Calls for a 'torrent of investment' to create Northern Big Bang

Billions of pounds of private sector investment should be unlocked and used to create an economic Big Bang for the North, a new report says today.

Monday, 15th February 2021, 11:46 am
Updated Monday, 15th February 2021, 12:26 pm

The report from the Centre for Policy Studies and Northern Research Group of MPs says more investment is needed to "level up" the economy and boost the North.

Rossendale MP Jake Berry, Chairman of the Northern Research Group, and Nick King, CPS Research Fellow and former Government advisor, have called on Prime Minister Boris Johnson to mirror the radicalism of Thatcher’s "Big Bang" in the 80s.

They want him to reward the voters who lent him their vote and contributed to the Conservative majority in 2019.

Rossendale MP Jake Berry

Mr Berry, a former Northern Powerhouse minister, said: "At the last election millions of Northern voters broke with tradition by voting for the Conservative Party, in many cases for the first time.

"The Prime Minister needs to recognise that they did so not only to deliver Brexit, but to voice the systemic disadvantages felt in many communities that were tired of being neglected in favour of London and the South East.

“The measures we have put forward will help the Prime Minister and this Government to ‘level up’ the economy and help make the North build back better as one of the most investable places in modern times."

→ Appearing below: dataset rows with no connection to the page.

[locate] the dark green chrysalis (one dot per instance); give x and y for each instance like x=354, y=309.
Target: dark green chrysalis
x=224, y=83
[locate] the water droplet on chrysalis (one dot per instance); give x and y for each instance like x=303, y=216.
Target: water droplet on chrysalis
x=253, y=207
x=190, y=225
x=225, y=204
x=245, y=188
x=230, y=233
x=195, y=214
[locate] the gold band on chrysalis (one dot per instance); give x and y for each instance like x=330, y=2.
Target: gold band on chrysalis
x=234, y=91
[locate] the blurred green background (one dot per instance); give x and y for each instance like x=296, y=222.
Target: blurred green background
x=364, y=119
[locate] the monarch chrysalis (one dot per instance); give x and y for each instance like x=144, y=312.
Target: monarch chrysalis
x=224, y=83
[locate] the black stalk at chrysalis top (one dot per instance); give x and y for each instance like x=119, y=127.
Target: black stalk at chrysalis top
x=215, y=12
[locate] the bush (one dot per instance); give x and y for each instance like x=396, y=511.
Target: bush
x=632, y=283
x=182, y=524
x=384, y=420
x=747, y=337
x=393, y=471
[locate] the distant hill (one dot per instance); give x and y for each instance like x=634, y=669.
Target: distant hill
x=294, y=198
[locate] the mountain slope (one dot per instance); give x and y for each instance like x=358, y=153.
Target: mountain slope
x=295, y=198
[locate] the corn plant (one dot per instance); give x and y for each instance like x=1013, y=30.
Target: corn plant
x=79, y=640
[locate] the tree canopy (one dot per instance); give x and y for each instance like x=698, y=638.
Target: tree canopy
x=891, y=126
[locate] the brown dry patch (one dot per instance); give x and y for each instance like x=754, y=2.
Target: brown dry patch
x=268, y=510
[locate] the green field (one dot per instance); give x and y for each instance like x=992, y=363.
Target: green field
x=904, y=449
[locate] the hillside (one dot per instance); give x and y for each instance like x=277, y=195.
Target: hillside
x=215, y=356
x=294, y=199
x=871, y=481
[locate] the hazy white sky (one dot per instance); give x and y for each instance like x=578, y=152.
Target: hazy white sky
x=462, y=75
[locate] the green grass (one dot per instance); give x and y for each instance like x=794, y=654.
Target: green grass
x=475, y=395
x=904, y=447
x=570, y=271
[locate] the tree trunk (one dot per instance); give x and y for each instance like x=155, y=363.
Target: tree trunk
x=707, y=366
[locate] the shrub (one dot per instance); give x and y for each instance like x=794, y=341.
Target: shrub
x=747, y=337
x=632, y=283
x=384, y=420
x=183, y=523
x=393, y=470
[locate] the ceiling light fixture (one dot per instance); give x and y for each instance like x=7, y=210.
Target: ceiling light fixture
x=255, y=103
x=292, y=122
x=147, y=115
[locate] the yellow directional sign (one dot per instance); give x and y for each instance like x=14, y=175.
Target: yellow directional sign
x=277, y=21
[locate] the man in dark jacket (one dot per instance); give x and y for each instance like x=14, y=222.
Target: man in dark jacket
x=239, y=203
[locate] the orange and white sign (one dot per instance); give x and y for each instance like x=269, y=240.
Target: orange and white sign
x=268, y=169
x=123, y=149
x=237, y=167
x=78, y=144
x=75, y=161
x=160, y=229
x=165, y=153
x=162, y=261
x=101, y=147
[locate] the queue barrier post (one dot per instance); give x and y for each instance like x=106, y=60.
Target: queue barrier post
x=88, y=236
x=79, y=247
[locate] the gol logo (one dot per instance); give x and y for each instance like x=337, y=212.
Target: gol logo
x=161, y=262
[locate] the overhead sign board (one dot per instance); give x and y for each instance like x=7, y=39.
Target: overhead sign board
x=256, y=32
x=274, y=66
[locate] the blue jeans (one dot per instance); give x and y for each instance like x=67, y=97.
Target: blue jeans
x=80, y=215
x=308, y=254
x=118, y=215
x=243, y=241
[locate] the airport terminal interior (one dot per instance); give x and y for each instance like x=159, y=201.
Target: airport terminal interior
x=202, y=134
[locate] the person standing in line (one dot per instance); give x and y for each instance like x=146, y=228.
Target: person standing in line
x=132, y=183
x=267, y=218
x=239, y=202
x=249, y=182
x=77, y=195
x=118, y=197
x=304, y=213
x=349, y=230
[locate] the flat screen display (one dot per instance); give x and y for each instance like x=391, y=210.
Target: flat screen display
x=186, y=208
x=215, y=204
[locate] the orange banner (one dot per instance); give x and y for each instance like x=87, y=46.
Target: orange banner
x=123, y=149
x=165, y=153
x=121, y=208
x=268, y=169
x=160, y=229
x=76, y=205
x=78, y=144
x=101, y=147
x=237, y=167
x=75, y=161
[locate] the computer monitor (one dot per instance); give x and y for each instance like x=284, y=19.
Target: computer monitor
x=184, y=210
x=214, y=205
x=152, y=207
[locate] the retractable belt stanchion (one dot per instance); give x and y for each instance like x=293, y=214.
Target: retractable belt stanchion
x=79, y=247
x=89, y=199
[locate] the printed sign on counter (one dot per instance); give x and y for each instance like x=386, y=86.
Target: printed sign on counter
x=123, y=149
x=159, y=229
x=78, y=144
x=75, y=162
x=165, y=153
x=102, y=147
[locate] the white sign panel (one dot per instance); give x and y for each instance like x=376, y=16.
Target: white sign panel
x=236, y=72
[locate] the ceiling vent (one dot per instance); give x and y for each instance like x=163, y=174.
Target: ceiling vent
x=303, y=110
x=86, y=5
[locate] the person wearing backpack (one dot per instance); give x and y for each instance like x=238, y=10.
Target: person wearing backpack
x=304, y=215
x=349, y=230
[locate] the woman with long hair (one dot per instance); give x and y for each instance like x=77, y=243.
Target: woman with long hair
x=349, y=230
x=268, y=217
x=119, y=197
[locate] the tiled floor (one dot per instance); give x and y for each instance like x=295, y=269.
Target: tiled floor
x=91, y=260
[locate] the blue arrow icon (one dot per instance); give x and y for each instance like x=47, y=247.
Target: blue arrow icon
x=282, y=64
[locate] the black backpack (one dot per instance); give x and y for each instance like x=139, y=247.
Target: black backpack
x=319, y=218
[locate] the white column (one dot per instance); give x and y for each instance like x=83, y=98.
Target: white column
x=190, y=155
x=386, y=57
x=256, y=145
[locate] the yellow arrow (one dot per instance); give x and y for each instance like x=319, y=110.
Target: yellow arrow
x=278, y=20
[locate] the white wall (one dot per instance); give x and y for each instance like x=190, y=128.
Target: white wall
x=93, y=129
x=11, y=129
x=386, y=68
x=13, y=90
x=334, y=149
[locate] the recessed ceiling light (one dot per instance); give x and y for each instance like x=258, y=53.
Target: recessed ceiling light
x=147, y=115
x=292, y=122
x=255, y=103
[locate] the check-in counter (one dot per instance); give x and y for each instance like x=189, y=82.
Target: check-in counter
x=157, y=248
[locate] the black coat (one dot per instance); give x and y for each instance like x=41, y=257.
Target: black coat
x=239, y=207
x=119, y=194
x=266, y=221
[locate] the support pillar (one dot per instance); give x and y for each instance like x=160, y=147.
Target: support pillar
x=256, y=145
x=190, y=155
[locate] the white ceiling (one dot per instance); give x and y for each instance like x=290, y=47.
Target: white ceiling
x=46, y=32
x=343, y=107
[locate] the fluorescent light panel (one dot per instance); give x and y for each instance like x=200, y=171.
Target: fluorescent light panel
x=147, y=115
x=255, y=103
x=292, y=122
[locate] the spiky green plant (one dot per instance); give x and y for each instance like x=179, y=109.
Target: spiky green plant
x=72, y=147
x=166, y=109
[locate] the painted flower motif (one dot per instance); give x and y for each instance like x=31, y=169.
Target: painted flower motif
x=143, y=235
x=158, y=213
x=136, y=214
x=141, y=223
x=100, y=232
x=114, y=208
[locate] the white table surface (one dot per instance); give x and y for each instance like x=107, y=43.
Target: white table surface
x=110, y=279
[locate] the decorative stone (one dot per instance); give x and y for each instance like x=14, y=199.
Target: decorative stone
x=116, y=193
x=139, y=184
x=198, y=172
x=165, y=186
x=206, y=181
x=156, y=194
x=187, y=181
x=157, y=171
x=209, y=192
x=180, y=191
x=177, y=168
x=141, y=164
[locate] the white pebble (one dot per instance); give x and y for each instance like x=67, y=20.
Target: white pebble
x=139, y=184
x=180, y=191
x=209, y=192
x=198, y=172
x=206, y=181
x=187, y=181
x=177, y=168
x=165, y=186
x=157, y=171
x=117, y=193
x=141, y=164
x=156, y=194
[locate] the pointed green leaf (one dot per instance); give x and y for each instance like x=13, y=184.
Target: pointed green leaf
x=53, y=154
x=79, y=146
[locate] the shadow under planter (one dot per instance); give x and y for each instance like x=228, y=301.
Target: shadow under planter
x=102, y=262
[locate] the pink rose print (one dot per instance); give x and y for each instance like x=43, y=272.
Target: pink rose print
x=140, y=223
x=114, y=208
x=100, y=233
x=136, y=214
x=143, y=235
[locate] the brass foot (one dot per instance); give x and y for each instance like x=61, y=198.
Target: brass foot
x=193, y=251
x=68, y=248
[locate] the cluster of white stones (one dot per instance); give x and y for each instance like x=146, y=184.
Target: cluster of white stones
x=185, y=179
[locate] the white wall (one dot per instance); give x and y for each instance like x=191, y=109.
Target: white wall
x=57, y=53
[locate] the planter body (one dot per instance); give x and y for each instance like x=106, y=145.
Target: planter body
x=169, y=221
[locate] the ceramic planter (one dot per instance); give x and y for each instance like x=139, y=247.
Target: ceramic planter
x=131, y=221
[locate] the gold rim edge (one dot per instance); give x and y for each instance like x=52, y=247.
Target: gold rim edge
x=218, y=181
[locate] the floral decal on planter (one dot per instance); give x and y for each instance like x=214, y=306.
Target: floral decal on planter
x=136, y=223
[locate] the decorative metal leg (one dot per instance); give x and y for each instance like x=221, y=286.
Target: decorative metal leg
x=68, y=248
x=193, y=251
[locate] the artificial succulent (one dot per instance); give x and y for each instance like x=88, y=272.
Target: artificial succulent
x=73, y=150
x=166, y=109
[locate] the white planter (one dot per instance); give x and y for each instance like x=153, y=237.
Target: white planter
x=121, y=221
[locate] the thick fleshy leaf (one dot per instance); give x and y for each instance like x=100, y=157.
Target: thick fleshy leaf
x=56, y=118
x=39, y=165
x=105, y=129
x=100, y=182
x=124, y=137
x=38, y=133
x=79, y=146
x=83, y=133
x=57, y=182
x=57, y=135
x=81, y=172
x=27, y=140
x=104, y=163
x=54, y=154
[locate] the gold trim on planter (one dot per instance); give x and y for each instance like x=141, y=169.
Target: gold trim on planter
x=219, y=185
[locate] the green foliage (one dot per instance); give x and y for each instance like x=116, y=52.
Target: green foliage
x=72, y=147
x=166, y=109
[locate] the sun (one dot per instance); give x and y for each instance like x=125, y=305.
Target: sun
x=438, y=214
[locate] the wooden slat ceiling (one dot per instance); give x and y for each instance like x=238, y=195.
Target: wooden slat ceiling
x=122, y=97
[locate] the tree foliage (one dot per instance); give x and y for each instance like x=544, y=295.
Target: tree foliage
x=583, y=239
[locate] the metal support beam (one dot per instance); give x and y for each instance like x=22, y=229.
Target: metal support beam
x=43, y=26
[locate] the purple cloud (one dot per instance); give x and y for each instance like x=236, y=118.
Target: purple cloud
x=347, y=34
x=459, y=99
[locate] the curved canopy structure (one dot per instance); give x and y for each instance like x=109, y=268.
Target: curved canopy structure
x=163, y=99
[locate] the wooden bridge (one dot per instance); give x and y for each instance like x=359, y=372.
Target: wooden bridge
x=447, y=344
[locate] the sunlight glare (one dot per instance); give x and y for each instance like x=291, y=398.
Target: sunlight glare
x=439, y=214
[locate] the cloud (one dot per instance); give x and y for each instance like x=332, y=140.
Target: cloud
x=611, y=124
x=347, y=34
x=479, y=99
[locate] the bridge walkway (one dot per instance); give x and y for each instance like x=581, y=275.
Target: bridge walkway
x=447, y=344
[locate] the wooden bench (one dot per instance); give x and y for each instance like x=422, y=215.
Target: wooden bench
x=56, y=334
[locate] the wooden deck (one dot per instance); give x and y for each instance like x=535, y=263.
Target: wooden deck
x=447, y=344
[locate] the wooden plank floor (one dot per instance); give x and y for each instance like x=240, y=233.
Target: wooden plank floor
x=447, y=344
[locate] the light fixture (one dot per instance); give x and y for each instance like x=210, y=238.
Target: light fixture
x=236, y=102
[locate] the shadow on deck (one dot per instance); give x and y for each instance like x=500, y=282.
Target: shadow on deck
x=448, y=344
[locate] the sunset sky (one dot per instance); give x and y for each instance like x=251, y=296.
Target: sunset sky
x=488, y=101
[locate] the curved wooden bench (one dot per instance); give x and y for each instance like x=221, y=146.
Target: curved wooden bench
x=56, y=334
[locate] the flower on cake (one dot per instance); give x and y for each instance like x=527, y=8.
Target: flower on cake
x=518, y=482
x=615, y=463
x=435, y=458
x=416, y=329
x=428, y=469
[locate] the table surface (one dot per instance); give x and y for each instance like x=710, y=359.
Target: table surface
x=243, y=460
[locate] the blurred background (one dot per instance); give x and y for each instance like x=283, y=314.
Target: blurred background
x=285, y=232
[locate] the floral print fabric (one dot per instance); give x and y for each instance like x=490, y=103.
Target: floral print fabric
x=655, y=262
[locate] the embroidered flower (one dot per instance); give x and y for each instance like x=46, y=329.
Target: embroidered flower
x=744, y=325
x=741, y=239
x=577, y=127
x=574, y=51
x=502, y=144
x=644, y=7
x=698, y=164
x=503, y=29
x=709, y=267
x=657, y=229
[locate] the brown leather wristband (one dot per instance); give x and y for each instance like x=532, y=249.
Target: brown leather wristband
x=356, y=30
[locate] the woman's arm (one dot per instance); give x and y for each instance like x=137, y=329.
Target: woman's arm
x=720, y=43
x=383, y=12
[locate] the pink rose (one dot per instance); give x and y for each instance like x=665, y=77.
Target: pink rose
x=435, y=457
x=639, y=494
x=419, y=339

In recent decades, the report argues, London and the South East have monopolised investment, talent and attention.

Preston is one of the areas that could benefit from the plan

At present the Northern economy, measured by Gross Value Added per capita, is three quarters the size of England's average.

"A Northern Big Bang", published today, sets out a series of recommendations on how to stimulate private sector investment and create a globally recognised, economic powerhouse in the North of England.

The report calls for a new Initial Investment Incentive – a cash payment to attract new investments and global capital to the region.

This could be focused explicitly on green growth and meeting Net Zero, for example by incentivising investment into new gigafactories which would help spur a Green Industrial Revolution.

Other recommendations include leveraging UK Infrastructure Bank investments to unlock private sector investment where possible, creating a new Northern Infrastructure Bond aimed at attracting global investors, and introducing full expensing for businesses nationwide, or at least allowing all capital expenditure by Northern businesses to be written-off for two years.

The paper also calls for automatic approval for planning applications which create more than 100 permanent new jobs in the region when they have not been determined within two months, and an optional, alternative, fast-track planning process for investors planning to plough £20 million into the local economy, or whose investment will unlock over 250 jobs.

Mr Berry and Mr King are advocating for the creation of a new Growth Board for the North, to help steer investment, and a Northern Recovery Bond, to encourage local investment in local economic growth.

Mr Berry and Mr King argue that the Government should aim to unleash "a torrent of investment" into the Northern economy, to deliver the productivity gains, economic growth and higher wages that are so desperately needed.

Nick King, Research Fellow at the CPS, said: "This Government has taken positive steps to deliver more public investment in infrastructure, but what the North needs is the scale of investment – and dynamism – that only the private sector can bring.

"There is a huge amount of domestic and global capital ready to be invested. Our recommendations are designed to make the North of England one of the most investable places on the planet and to unleash this capital through a Northern Big Bang."

The Northern Research Group is a pressure group of dozens of Conservative MPs.

Other members include David Davis, Esther McVey, David Jones and David Mundell.